Operation American Spring
On Friday, Washington witnessed the dawn—and probably the dusk—of Operation American Spring, a populist protest that was supposed to involve millions of patriots occupying the National Mall nonviolently until the president and various other high officials agreed to resign. Turnout was a bit lower than the organizers anticipated: Instead of 10 to 20 million revolutionaries, they got a couple hundred. The National Journal's dispatch from the fizzled insurrection makes it all sound rather charming, with a woman called Momma Bear stepping up to take charge of the march when it became clear that the formal organizers weren't quite up to the task. The issues inspiring the crowd included Benghazi, the Bundy ranch, and the general state of the U.S. Constitution.
But the detail that leaped out at me was this:
Two hundred people or so, largely white and near the age of retirement, milled around among a few scattered college-age kids, many of whom donned Guy Fawkes masks.
Warrior
Guy Fawkes masks! At this point those things have taken on enough contradictory meanings to fuel a dozen semioticians' PhD theses.
Maybe the meanings aren't completely contradictory. Those V for Vendetta masks tend to show up in networked, decentralized movements that directly defy authority: Anonymous, Occupy, the Indignados, the Arab Spring. Operation American Spring was clearly modeled on both the Arab Spring and Occupy, a fact that dismayed the protest's critics on the right. Should it be surprising that some of the demonstrators decided that this was how to dress for the part?

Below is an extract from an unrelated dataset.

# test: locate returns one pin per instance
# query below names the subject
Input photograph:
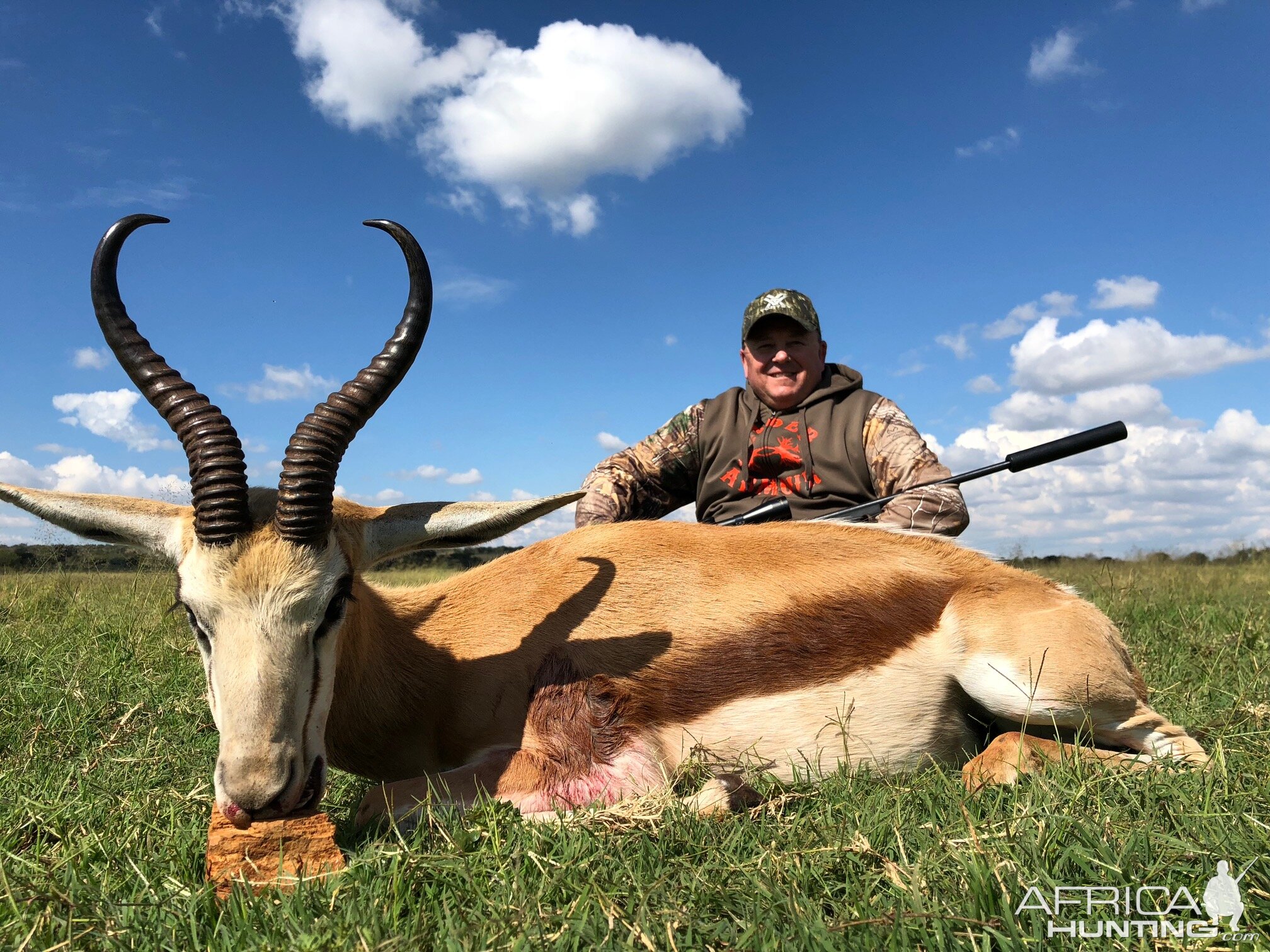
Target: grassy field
(107, 748)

But even that common ground might be slipping away: Twitter's telling me people put on the masks at a rally for the military regime in Egypt, and I'm hard pressed to think of anything anti-authoritarian about that. At this point someone should start a cable news show where no one is identified, everyone wears a Guy Fawkes mask, and nobody agrees about anything. It'll be like Crossfire crossed with 4chan.